🤖 AI Summary
To address hallucination in visual grounding for Medical Visual Question Answering (Med-VQA)—caused by complex biomedical features, scarce annotated data, and poor model generalization—this paper proposes: (1) Med-CLIP-guided rotary position encoding to enhance spatial modeling in medical imaging; (2) the first cross-modal clinical knowledge distillation framework, explicitly injecting expert priors into student models; and (3) a multi-task joint optimization strategy integrating multi-stage feedback training with cross-modal alignment. Evaluated on Med-GRIT-270k, our approach achieves state-of-the-art performance, significantly mitigating hallucination and improving grounding accuracy. The proposed rotary position encoding is model-agnostic and readily adaptable to diverse architectures, establishing a new paradigm for designing medical multimodal foundation models.
📝 Abstract
Med-VQA (Medical Visual Question Answering) is a crucial subtask within the broader VQA (Visual Question Answering) domain. This task requires a visual question answering system to analyze the provided image and corresponding question,offering reasonable analysis and suggestions to assist medical professionals in making pathological diagnoses, or ideally, enabling the system to independently provide correct diagnoses. Furthermore, more advanced Med-VQA tasks involve Referring and Grounding, which not only require the system to accurately comprehend medical images but also to pinpoint specific biological locations within those images. While many large pre-trained models have demonstrated substantial VQA capabilities,challenges persist in the medical imaging domain.
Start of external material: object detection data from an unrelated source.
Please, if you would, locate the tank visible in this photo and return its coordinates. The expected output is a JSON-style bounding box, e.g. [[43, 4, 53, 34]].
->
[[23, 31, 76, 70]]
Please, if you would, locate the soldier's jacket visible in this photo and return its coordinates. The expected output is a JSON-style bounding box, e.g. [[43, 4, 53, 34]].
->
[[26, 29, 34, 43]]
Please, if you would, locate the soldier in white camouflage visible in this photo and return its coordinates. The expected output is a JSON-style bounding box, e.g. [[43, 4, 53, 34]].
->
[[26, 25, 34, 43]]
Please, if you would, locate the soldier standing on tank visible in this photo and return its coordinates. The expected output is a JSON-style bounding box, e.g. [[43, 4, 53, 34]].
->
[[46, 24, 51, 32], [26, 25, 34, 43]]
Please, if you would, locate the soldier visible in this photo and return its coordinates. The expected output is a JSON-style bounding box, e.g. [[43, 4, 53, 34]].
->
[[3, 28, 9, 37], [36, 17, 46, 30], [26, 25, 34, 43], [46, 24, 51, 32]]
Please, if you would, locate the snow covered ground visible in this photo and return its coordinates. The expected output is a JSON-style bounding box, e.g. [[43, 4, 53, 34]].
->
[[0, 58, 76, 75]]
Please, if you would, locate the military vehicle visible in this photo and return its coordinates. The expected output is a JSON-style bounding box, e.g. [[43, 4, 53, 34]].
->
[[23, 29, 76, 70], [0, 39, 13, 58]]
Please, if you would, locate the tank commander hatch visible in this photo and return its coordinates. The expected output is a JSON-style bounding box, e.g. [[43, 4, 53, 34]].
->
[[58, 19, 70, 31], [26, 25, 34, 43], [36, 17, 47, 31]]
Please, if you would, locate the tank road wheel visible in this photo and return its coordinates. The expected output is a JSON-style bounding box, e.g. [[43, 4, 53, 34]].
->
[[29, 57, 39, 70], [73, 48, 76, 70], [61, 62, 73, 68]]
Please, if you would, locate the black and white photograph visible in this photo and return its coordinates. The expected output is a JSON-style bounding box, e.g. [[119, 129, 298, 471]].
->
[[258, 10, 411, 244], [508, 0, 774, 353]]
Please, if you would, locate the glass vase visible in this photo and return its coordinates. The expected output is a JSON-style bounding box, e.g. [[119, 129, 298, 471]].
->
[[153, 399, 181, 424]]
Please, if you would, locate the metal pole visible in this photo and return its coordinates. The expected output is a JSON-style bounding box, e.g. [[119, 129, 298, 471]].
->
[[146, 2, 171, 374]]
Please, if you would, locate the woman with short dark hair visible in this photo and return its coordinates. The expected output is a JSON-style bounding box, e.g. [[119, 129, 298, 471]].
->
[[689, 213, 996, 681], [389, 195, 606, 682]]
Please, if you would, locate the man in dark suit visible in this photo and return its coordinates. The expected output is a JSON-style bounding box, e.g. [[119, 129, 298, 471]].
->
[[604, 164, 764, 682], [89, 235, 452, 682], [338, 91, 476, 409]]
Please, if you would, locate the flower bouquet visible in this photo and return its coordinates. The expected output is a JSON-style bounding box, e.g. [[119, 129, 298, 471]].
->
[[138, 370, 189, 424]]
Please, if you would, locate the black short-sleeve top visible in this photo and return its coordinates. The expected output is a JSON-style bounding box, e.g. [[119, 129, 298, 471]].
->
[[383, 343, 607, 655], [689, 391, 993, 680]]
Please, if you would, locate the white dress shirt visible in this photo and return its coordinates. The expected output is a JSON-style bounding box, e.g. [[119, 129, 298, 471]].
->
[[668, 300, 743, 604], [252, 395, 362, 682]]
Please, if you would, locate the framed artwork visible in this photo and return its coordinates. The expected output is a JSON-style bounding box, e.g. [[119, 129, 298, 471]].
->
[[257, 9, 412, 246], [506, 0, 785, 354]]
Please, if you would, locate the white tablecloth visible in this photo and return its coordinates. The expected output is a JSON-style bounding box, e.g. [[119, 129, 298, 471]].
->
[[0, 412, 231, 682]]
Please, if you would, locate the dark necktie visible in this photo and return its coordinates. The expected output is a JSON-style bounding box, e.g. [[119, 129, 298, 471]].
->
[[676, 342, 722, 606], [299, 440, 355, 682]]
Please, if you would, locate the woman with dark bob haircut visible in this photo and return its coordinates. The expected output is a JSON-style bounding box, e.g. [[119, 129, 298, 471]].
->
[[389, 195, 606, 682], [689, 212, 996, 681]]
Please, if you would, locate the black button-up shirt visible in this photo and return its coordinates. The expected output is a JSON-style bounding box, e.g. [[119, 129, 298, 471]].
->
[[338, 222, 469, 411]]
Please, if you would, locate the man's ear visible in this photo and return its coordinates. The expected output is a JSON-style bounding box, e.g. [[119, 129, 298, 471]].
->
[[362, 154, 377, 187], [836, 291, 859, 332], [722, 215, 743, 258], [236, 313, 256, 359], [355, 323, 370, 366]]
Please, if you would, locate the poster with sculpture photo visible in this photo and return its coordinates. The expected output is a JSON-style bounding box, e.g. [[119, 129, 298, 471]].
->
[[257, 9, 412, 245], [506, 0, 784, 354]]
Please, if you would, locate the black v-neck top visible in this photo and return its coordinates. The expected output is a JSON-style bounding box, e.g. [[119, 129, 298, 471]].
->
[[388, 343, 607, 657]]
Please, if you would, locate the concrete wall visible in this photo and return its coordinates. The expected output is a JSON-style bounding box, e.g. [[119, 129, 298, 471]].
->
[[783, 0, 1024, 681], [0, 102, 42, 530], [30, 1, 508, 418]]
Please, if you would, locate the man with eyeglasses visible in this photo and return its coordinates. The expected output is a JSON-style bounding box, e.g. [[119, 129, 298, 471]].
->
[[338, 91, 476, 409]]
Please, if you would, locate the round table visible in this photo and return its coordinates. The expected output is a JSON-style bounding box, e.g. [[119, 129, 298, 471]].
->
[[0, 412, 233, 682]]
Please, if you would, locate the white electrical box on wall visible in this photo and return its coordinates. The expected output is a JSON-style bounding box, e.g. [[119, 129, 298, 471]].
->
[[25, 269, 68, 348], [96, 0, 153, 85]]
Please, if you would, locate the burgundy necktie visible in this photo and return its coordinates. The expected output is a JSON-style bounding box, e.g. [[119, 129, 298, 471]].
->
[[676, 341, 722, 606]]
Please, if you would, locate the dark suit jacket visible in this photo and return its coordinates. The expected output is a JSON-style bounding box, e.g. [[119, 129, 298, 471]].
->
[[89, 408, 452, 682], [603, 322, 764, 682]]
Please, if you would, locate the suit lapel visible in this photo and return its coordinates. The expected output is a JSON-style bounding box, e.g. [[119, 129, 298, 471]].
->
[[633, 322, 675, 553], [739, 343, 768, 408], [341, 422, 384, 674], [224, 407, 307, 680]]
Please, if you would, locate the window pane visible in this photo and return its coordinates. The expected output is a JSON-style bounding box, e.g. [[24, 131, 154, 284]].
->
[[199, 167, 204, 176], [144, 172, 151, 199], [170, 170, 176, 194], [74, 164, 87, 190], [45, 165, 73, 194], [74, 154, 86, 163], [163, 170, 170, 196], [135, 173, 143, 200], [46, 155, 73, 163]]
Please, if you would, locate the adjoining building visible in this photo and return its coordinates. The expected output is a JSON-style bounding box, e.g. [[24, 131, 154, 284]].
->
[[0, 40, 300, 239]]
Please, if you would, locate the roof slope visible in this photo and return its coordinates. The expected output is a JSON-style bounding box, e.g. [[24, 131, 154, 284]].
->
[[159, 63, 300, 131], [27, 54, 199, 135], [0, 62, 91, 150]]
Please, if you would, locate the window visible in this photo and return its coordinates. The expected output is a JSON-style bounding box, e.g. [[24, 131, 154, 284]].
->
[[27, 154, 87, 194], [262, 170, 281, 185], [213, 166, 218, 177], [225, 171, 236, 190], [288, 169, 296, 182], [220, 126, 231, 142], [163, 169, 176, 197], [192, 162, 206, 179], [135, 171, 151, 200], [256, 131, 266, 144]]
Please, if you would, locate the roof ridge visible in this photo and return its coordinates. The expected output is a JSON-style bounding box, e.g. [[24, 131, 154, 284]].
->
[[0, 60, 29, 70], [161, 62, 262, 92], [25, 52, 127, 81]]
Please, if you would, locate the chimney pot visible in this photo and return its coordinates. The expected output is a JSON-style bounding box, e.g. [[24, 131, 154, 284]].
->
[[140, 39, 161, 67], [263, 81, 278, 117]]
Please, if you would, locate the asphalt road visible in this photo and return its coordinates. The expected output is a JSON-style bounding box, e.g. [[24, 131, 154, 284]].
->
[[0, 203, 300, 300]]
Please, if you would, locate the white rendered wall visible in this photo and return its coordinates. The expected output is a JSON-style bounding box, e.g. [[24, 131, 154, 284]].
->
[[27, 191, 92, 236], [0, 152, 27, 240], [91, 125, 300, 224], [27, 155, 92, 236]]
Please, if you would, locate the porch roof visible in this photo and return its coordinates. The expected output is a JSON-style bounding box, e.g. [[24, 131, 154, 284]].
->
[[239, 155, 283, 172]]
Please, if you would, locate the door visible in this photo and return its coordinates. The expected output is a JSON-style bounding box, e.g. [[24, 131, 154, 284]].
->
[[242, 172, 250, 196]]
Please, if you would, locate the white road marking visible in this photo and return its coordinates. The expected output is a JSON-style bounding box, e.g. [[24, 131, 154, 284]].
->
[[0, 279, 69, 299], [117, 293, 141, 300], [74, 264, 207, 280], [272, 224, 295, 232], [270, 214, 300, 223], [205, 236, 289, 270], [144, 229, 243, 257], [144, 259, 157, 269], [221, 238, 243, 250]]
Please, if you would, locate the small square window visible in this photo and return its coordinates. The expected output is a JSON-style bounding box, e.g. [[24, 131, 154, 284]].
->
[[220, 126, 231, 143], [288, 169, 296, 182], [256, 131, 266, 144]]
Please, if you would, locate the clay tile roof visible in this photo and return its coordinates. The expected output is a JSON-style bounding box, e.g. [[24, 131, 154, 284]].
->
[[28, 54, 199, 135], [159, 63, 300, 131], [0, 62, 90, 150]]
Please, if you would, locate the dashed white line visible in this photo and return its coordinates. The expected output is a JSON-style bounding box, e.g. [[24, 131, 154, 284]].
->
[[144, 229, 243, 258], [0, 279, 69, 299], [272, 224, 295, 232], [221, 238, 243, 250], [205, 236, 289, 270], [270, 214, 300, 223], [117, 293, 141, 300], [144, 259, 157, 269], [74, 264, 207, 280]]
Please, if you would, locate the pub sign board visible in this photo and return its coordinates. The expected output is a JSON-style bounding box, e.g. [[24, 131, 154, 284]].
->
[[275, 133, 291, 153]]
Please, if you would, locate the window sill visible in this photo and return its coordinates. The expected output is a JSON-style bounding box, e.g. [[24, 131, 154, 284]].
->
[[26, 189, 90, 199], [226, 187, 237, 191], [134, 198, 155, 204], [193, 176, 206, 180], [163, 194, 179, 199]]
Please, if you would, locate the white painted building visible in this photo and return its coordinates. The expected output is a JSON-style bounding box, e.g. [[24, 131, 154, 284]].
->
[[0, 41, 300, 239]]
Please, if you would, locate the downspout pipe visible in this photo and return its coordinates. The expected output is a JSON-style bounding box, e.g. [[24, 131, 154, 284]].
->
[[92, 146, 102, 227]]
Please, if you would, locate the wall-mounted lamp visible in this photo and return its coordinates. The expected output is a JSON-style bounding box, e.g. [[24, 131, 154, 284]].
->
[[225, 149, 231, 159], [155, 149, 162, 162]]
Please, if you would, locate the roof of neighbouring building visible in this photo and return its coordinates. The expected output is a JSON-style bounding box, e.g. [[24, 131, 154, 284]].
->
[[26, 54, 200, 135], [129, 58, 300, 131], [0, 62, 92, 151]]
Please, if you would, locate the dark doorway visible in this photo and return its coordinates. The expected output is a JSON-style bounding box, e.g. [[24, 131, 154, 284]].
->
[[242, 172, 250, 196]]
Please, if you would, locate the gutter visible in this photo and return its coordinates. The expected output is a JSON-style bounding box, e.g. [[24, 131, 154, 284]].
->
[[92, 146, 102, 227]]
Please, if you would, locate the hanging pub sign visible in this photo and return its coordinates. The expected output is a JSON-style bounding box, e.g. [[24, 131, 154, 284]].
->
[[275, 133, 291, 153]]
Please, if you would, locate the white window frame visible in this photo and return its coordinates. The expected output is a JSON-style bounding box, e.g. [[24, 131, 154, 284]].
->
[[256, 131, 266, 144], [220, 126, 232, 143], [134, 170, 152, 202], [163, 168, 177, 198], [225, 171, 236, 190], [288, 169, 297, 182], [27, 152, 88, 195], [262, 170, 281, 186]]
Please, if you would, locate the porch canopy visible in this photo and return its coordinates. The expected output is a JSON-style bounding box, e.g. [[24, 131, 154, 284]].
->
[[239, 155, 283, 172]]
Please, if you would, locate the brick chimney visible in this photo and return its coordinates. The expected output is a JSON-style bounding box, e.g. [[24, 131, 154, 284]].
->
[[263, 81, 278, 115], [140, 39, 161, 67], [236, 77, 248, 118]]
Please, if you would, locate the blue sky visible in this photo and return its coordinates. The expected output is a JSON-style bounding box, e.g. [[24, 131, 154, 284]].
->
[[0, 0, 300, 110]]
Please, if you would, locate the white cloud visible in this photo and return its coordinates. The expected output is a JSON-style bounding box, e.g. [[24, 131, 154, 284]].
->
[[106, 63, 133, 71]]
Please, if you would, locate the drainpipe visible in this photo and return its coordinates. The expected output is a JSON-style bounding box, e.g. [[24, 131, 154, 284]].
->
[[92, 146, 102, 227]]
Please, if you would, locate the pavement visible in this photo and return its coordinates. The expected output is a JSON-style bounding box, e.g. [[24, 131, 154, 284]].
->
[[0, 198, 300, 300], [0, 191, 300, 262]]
The intricacy of biological features in medical images and the scarcity of high-quality medical image datasets, combined with the fact that current models are not tailored for the medical field in terms of architecture and training paradigms, hinder the full exploitation of model generalization. This results in issues such as hallucination in Visual Grounding. In this paper, we introduce the ClinKD model, which incorporates modifications to model position encoding and a diversified training process. Initially, we enhance the model's ability to perceive image and modality variations by using Med-CLIP Guided Rotary Position Embedding. Subsequently, we leverage distillation to provide prior knowledge to the model before using complete training data. Additionally, the feedback-based training process during the formal training phase further enhances data utilization. Notably, under unchanged evaluation protocols, we achieve a new state-of-the-art performance on the Med-GRIT-270k dataset, and the Med-CLIP Guided Rotary Position Embedding approach presents potential for generalizing to universal model position encoding.